El indígena, llevado
quizá por la sed de oro o el ansia de gloria, cometió la locura de firmar
solemne compromiso para construir tan grandiosa obra sin darse cuenta que no
alcanzaría a cumplir a tiempo con el mencionado contrato.
El tiempo pasó y cada
vez más se acababa el plazo para culminar la obra que en su construcción estaba
a la mitad. Con el esfuerzo humano era imposible culminare el ofrecimiento en
el tiempo restante.
Loco de dolor,
fatigado, consumido por la desesperación y los temores, Cantuña, en su casa,
pensaba:
“¡Faltan
pocas horas para terminarse el plazo!. Y no he podido culminar mi obra.

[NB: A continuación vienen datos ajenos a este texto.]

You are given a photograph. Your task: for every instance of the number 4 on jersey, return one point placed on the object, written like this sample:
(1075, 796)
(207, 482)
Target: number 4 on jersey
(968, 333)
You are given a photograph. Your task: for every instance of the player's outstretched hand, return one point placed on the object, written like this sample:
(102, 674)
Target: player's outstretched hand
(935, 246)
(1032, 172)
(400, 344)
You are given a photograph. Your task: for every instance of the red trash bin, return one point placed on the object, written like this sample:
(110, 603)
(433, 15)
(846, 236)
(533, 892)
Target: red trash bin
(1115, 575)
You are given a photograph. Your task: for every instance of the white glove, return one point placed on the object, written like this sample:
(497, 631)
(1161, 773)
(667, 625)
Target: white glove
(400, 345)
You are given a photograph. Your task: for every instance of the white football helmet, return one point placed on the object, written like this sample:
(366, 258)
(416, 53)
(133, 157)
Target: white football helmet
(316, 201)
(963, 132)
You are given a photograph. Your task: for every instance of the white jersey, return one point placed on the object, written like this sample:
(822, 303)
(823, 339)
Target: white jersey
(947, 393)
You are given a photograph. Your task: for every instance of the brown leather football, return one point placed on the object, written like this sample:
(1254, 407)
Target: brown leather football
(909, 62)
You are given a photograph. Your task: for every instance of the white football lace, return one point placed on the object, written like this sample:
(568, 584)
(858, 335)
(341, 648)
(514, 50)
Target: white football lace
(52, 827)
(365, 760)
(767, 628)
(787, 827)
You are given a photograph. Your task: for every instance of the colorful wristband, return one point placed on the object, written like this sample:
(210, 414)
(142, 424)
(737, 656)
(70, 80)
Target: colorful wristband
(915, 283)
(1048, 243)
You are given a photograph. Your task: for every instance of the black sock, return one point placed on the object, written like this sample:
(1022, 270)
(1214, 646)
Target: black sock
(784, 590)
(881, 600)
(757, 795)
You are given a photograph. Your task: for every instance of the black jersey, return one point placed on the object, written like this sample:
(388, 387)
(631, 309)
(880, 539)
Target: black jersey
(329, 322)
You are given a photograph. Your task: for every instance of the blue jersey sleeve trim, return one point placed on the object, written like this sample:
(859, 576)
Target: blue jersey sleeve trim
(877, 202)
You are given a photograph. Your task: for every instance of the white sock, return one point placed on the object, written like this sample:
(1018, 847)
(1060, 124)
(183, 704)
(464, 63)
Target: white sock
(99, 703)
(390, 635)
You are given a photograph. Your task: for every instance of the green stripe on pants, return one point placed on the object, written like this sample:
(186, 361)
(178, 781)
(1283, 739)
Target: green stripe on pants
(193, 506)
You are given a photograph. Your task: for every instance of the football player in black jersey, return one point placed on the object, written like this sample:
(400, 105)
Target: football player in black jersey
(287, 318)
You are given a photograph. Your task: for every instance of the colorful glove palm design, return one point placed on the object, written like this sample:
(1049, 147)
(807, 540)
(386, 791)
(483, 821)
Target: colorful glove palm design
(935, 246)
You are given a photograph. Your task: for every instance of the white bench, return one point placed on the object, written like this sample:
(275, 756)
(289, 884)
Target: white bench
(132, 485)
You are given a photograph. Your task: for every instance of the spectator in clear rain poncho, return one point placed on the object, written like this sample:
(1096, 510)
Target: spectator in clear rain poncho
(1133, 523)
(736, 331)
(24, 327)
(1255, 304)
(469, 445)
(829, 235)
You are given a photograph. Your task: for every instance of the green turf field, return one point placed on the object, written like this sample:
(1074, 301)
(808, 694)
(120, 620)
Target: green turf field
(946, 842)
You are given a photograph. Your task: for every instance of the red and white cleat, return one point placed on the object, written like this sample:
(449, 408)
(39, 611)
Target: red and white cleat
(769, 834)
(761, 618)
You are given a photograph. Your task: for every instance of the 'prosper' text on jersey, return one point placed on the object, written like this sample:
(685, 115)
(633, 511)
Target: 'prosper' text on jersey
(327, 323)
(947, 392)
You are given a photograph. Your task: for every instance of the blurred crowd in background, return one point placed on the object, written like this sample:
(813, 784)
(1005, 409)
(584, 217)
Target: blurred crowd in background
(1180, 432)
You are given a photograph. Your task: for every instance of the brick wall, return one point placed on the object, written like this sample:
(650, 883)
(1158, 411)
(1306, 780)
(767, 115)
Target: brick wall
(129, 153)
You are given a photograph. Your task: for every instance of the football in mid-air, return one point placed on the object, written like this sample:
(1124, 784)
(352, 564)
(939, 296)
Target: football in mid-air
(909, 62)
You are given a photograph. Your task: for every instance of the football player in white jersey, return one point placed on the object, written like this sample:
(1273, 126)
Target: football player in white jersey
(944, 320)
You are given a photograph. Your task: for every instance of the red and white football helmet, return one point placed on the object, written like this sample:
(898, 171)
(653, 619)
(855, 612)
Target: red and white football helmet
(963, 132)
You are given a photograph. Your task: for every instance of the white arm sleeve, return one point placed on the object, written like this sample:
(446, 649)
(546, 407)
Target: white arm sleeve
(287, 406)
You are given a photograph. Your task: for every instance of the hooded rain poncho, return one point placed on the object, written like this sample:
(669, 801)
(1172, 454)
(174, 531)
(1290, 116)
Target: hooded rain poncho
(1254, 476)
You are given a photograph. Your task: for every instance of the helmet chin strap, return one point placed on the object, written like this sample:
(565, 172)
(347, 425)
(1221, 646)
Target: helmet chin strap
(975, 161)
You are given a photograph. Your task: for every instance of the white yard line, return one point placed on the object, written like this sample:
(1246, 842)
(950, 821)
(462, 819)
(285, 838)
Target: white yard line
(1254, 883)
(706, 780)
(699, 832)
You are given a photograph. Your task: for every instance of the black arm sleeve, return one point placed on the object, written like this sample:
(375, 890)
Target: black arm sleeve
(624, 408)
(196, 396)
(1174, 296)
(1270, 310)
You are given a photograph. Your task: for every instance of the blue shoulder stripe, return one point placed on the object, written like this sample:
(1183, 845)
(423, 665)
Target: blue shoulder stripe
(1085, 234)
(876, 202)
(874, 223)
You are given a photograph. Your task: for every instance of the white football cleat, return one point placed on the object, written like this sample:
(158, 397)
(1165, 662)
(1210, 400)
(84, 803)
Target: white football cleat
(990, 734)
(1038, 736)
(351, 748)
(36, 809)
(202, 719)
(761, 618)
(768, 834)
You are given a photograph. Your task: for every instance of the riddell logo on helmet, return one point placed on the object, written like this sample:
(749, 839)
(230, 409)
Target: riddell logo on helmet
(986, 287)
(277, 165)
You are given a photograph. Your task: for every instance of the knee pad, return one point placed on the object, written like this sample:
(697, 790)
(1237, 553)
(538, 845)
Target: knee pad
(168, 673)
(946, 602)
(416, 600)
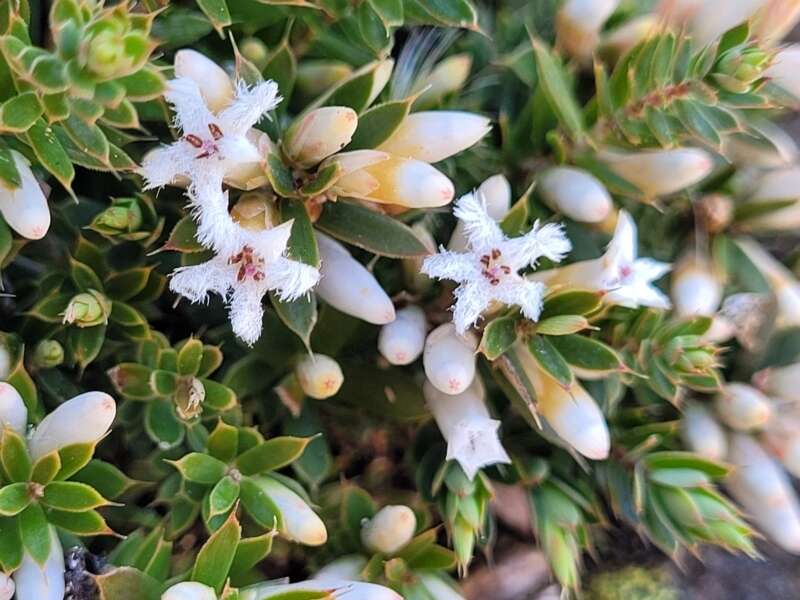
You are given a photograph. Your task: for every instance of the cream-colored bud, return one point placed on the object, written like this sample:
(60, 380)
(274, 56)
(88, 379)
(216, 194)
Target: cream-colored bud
(743, 407)
(446, 78)
(702, 433)
(389, 530)
(403, 181)
(764, 491)
(189, 590)
(13, 412)
(214, 83)
(775, 186)
(319, 375)
(431, 136)
(496, 194)
(82, 420)
(696, 288)
(25, 208)
(449, 359)
(661, 172)
(349, 287)
(42, 582)
(578, 25)
(299, 523)
(319, 133)
(575, 193)
(401, 341)
(780, 382)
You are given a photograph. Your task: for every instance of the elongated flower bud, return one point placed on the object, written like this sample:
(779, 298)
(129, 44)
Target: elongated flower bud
(696, 289)
(496, 193)
(764, 491)
(434, 135)
(299, 522)
(13, 412)
(349, 287)
(743, 407)
(702, 433)
(403, 181)
(578, 25)
(576, 194)
(320, 133)
(215, 85)
(775, 186)
(25, 208)
(780, 382)
(661, 172)
(42, 582)
(390, 529)
(189, 590)
(319, 375)
(401, 341)
(467, 427)
(82, 420)
(449, 359)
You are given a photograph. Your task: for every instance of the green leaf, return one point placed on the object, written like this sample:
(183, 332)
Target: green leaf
(372, 231)
(200, 468)
(271, 455)
(71, 496)
(14, 498)
(215, 557)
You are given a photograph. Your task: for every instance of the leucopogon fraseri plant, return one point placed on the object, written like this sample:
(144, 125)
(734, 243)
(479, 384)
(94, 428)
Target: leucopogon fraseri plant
(288, 288)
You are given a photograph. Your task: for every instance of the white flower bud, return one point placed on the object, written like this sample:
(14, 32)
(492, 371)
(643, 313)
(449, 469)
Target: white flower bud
(299, 522)
(319, 375)
(696, 289)
(347, 568)
(320, 133)
(189, 590)
(403, 181)
(346, 590)
(702, 433)
(389, 530)
(82, 420)
(25, 208)
(578, 25)
(449, 359)
(431, 136)
(777, 185)
(496, 193)
(467, 427)
(780, 382)
(575, 193)
(349, 287)
(401, 341)
(742, 407)
(661, 172)
(13, 412)
(764, 491)
(214, 83)
(42, 582)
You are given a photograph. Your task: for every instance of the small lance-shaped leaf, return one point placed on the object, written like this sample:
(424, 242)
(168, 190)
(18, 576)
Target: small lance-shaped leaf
(272, 454)
(200, 468)
(215, 557)
(557, 90)
(550, 360)
(372, 231)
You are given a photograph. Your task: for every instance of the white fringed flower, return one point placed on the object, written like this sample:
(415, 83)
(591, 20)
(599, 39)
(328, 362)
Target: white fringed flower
(244, 275)
(489, 271)
(625, 279)
(212, 145)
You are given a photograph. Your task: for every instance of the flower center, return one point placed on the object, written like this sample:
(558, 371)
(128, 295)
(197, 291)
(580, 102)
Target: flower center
(493, 269)
(251, 265)
(209, 147)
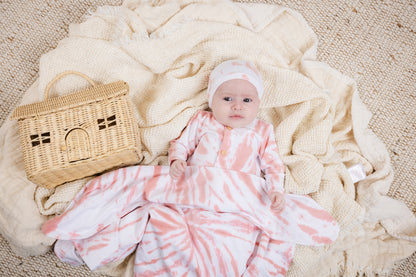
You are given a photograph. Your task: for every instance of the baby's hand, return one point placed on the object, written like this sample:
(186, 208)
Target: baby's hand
(278, 201)
(177, 168)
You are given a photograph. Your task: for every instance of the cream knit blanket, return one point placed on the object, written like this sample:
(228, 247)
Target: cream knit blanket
(165, 51)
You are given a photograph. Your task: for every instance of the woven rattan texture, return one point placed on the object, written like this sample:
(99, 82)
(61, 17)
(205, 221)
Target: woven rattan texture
(373, 42)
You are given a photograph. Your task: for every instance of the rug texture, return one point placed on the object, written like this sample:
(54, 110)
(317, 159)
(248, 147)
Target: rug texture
(372, 43)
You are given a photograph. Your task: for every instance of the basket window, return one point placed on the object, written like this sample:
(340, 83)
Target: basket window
(106, 122)
(40, 139)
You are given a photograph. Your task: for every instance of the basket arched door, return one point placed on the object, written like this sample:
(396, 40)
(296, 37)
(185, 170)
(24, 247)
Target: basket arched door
(78, 145)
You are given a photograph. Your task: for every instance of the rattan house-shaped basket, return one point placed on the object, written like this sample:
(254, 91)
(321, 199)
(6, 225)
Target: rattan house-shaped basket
(77, 135)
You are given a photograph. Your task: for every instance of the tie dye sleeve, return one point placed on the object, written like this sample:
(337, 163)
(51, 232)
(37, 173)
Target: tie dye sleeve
(185, 144)
(271, 163)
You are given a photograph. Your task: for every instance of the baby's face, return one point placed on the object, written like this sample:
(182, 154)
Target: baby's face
(235, 103)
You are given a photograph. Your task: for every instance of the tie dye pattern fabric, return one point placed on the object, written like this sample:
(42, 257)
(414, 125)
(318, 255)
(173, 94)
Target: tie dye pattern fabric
(216, 220)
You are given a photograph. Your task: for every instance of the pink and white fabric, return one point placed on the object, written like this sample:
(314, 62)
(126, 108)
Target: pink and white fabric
(215, 220)
(234, 69)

Sólo me espera la humillación y la cárcel!”
Los sueños de dicha y
de grandeza, que alimentara el indígena, se iban abajo ante la realidad
terrible. El contrato no sería cumplido y sabía que pronto sería arrojado a la
obscuridad fría y desoladora de una celda.
Moría la tarde en un
crepúsculo de fuego. Las campanas de las escasas iglesias llamaban con
sonoridad a la oración de la tarde; en el ambiente flotaba un perfume campesino
y puro, la poca gente se dirigía al templo, o, presurosa, a encerrarse en el
hogar.
Cantuña por su parte,
jadeante y ansioso, recorría a largos pasos su habitación. Se encomendó al
Divino Creador con rezos y súplicas para que le hiciera el milagro de ver
culminada la construcción de su atrio. Conforme iban saliendo de su boca las
palabras de la oración, un consuelo de esperanza parecía descender sobre él.

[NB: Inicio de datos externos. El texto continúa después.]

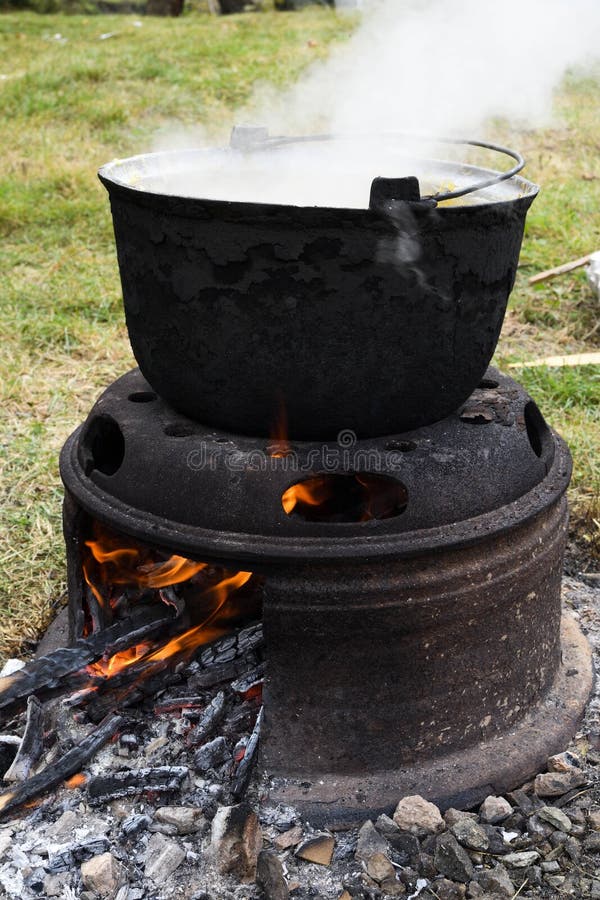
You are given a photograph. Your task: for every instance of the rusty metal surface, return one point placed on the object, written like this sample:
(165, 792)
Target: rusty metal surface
(380, 664)
(462, 778)
(158, 476)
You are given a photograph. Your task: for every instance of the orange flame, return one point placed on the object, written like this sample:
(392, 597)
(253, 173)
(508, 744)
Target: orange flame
(312, 493)
(108, 563)
(125, 566)
(76, 781)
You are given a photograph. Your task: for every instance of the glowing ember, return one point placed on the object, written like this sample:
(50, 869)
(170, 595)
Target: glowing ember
(348, 497)
(110, 560)
(76, 781)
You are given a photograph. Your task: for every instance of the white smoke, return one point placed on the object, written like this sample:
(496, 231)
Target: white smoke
(434, 67)
(442, 66)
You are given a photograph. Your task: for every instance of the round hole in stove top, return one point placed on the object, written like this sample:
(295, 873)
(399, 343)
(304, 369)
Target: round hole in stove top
(345, 498)
(142, 397)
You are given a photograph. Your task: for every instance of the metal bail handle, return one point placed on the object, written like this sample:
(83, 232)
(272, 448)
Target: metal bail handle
(257, 138)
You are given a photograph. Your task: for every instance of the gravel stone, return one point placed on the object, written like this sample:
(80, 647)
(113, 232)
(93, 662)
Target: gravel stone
(470, 834)
(270, 877)
(555, 817)
(497, 881)
(494, 810)
(591, 843)
(369, 842)
(102, 875)
(418, 816)
(555, 784)
(521, 860)
(163, 857)
(236, 840)
(452, 860)
(186, 819)
(379, 868)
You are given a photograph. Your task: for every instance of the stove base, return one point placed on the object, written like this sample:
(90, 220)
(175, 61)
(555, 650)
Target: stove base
(464, 778)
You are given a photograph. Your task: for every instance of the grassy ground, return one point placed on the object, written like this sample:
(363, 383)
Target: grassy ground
(71, 101)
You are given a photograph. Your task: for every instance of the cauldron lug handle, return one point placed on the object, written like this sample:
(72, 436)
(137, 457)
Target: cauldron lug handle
(246, 137)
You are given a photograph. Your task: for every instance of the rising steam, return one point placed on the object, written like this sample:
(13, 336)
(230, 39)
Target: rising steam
(434, 67)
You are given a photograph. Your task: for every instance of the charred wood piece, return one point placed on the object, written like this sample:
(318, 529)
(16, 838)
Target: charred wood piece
(161, 779)
(211, 717)
(32, 745)
(219, 674)
(231, 647)
(178, 704)
(244, 770)
(98, 608)
(78, 853)
(70, 764)
(43, 676)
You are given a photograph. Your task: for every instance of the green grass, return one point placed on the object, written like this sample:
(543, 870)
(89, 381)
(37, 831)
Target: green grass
(70, 104)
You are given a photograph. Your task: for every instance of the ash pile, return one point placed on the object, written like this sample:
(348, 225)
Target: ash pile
(163, 803)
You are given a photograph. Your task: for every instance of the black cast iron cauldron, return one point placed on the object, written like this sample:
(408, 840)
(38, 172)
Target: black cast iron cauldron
(379, 319)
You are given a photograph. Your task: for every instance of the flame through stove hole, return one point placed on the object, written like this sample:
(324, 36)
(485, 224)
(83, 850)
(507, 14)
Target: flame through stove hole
(351, 497)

Acabada la súplica, el indígena se dirigió a la obra inconclusa con la
confianza de que el Divino Señor había atendido su ruego.
Por un ángulo de la
plaza, envuelto en amplio poncho, apareció Cantuña. Sus ojos creyeron divisar,
en la espesa niebla, a obreros divinos que daban la última mano al atrio
gigantesco. Palpitó su corazón de gozo y por un instante una oración de
gratitud brotó de sus labios. Pero la visión alegre se esfumó como se esfumó la
niebla que envolvía a la construcción, y vio con desalentadora tristeza que sus
súplicas no habían sido escuchadas, ¡se había engañado!, el atrio inconcluso
apareció de las sombras. La ira salió de su corazón acompañado de blasfemias
que vibraron por todo el espacio.
En ese momento, justo
cuando las maldiciones descendían de su clímax, de entre los montones de
piedras mal apiladas salió un personaje misterioso, envuelto en manto rojo;
rostro negro; sudoroso; con sonrisa hipócrita dibujada en su boca enorme; poco
a poco, el fantasma, se acercaba al espantado indígena.
“¡CANTUÑA!”,
Lo llamó…
“¡Sé
cuál es tu dolor!”. “¡Sé que mañana serás desgraciado y sin honra!”. “Pero yo
puedo consolarte en tu aflicción…” “¡SOY LUCIFER y he venido a ayudarte!”;
“¡Antes de que asome el alba el atrio estará concluido; tú, a cambio, me
entregarás tu alma!”
“¿Aceptas?”
Preguntó el demonio…
…y en un estado de
shock, con el rostro pálido y el cuerpo lleno de frío, el indio Cantuña,
dejándose llevar por su pena y el terrible miedo, sin pronunciar palabra
alguna, y afirmando con su cabeza, aceptó el trato.
El asustado Cantuña
puso tan sólo una condición. Entre dientes y mirando al suelo dijo:
“… si
al amanecer, antes de que se pierda el sonido de la última campana del
Avemaría, no está concluido el atrio; si no se ha colocado hasta la última
piedra, si faltase una sola, óyelo bien, el trato será nulo”.
Contestó el Demonio.
“¡Hecho.
Que así sea! ¡Firma el documento!”
Poco después,
sentenciado y maldito, volvía el triste Cantuña a su vivienda. Lágrimas
abundantes corrían por el rostro moreno del runa. Ferviente imploró al cielo
perdón por su culpa y remedio para su alma...
Al día siguiente,
cuando empezaba a romper el alba, Cantuña se dirigió presuroso a la
construcción de la obra. Al llegar, miró que millones de diablos cruzaban, como
lenguas de fuego, por el espacio, ocupados en la construcción del atrio que
majestuoso se alzaba...
Y el alma, la pobre
alma del indígena, estaba ya perdida. La aflicción era demasiada, se arrepintió
tantas veces por ese pacto, estaba condenado a terminar sus días en el
infierno, no tenía salvación… cuando pensaba todo esto fue en un instante
que se preguntó:
“¿Realmente no tengo salvación…? ¿Aún
queda esperanza…?
Y secando sus lágrimas
con el poncho que llevaba puesto alzó a ver hacia la construcción y vio
hacia el fondo realmente una esperanza, aunque lejana pero esperanza al final.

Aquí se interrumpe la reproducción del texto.